When it comes to water, a spider is no dolphin. They aren’t typically going to be seeking out water bodies to frolic in, but they do drink water to survive.2

They will seek water in many areas, from morning dew on the grass to drops of rain that have landed on their webs. Inside the home, many spiders make their homes around leaky pipes or other water sources for easy access to drinking water.

There are even a few species of spider that have evolved to be semi-aquatic, hanging out and stalking prey along the edges of ponds or lakes. One species, the diving bell spider, lives its entire life below the sea, but this species is a rare exception among arachnids.

Spiders in the Ocean: Can Spiders Walk on Water?

The light body weight of spiders combined with the high surface tension of water allows some species to float or walk on water.3

This generally is limited to very long-legged spiders that tend to live around water, such as fisher spiders or water striders (which are not true arachnids but are often referred to as spiders anyway).

The most interesting part of this phenomenon is that scientists who studied how spiders walk on water found that they can maintain this ability in almost any condition, whether the water is still or rough, fresh or salty.4

Theoretically, this means spiders in the ocean could manage just as well as spiders on a calm lake, but this is more difficult to study than spiders in a laboratory setting.

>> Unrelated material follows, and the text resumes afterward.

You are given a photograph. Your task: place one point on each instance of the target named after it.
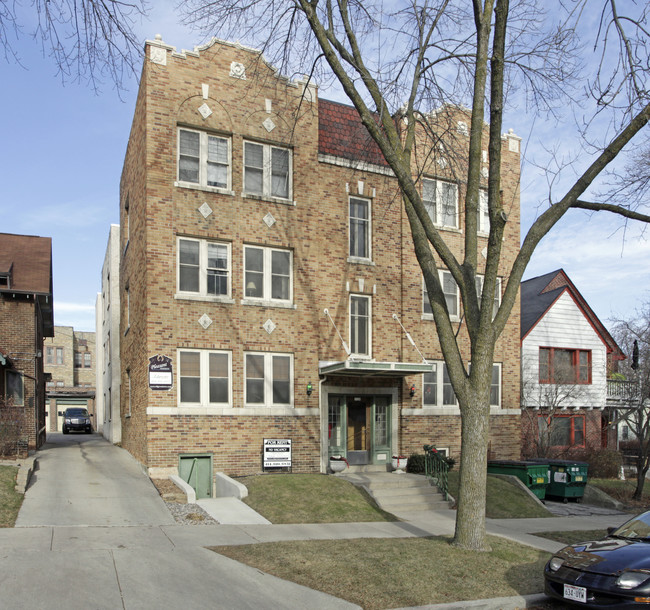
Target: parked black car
(77, 418)
(610, 573)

Spiders in Pool: Can Tarantulas Swim?

In 2018, arachnophobes found something new to fear when the Texas Fish and Wildlife Department posted a video on their Facebook page of a swimming tarantula.5 In the video, the tarantula can be seen using its legs to row itself quickly across the surface of a pond.

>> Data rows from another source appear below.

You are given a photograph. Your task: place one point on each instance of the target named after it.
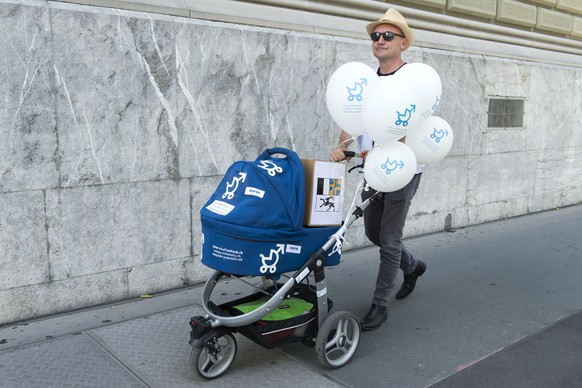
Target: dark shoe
(410, 281)
(374, 317)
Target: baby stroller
(252, 226)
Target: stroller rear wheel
(214, 357)
(337, 339)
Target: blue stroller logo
(439, 134)
(391, 166)
(357, 90)
(404, 118)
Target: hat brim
(403, 27)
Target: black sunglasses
(387, 35)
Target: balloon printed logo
(391, 166)
(346, 90)
(404, 118)
(431, 141)
(438, 134)
(357, 90)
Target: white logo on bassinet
(273, 259)
(270, 262)
(233, 185)
(270, 167)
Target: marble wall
(116, 127)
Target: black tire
(213, 359)
(337, 339)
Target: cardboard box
(324, 192)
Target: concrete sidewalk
(500, 305)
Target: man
(385, 217)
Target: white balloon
(428, 82)
(389, 167)
(346, 91)
(390, 109)
(431, 141)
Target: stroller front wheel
(214, 357)
(337, 339)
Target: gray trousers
(384, 222)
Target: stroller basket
(274, 333)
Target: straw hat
(395, 18)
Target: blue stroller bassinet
(253, 223)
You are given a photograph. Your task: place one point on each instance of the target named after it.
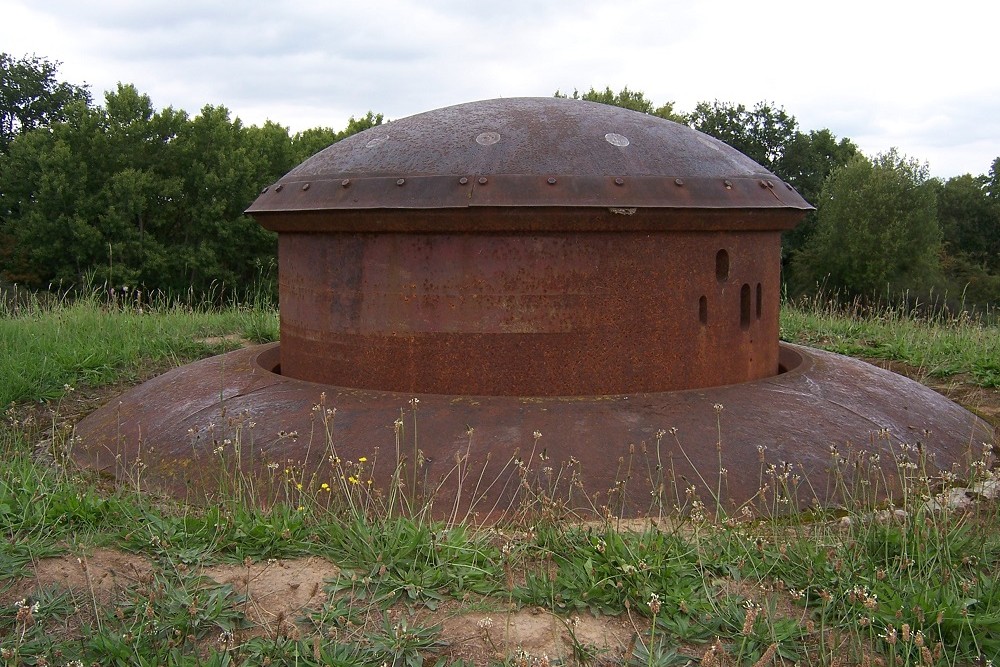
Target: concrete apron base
(230, 425)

This doesn’t mean that tarantulas love the water, however. If they end up in this type of situation, they were almost certainly being chased or simply fell in.5

Even more reassuring, while they can row their arms on top of the water, they aren’t built to swim below the surface, so they would be easy to spot if you ended up in the pool with one. In addition, not all tarantula species can swim in this manner.

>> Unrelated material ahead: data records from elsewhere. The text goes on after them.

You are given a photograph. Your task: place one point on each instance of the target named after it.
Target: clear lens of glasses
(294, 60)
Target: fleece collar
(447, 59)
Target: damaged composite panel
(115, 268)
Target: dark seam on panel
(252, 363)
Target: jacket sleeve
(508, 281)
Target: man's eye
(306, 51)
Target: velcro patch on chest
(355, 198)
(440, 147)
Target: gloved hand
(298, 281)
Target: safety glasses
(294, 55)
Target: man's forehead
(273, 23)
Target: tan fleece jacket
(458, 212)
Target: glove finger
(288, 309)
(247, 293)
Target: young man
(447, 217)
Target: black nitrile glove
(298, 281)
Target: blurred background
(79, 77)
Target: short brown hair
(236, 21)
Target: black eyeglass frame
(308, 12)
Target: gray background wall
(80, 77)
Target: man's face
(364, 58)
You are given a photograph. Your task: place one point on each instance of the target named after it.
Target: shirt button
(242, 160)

Some are too heavy, too large, or just the wrong shape to manage any kind of travel by water. In 2023, heavy rain in Australia washed spiders commonly found on land into some backyard pools.

Photo of a tarantula by the water that answer the question can tarantulas swim.

(Image: Don DeBold17)

While most of these spiders were harmless, some homeowners reported finding deadly funnel-web spiders in the pool.6 These spiders can’t live in the water full-time but can trap air in their fur to survive in water for short periods.

When they ended up in pools, many would take refuge under the lip of the pool out of the water, posing a risk to swimmers and homeowners. Though common water spiders like fishing spiders or dock spiders are harmless, a funnel-web spider is a serious threat to life.

The good news is that they are only found along the eastern coast of Australia. Those living in this area should be cautious around these arachnids and be aware that they are one of the most aggressive spider species on the planet.

Dolomedes: The Water Spider

“Can spiders swim” is a common question, and of the 40,000 species of spiders that have been identified by scientists, only those within the Dolomedes class are closely associated with the water.

Fishing Spiders, Dock Spiders, and Other Water Dwelling Arachnids

Dolomedes, known as water spiders, are a class of semi-aquatic spiders that set up home around the water. These semi-aquatic species include fishing spiders, dock spiders, raft spiders, and wharf spiders.

All can run or float across the water with ease. They will often hunt by keeping six legs on land and using the other two to grab insect larvae and small fish from the water.

Most are dark brown with a characteristic yellow-to-white stripe, patterns of white dots on their abdomen, and white hairs on their substantial legs. These spiders can’t breathe underwater but can trap air bubbles in their hair that allow them to hang out in the water for short periods.7

Can Spiders Swim? Diving Bell Spider Swims With Ease

The only true swimming spider that lives full-time in the water is the Argyroneta Aquatica or diving bell spider.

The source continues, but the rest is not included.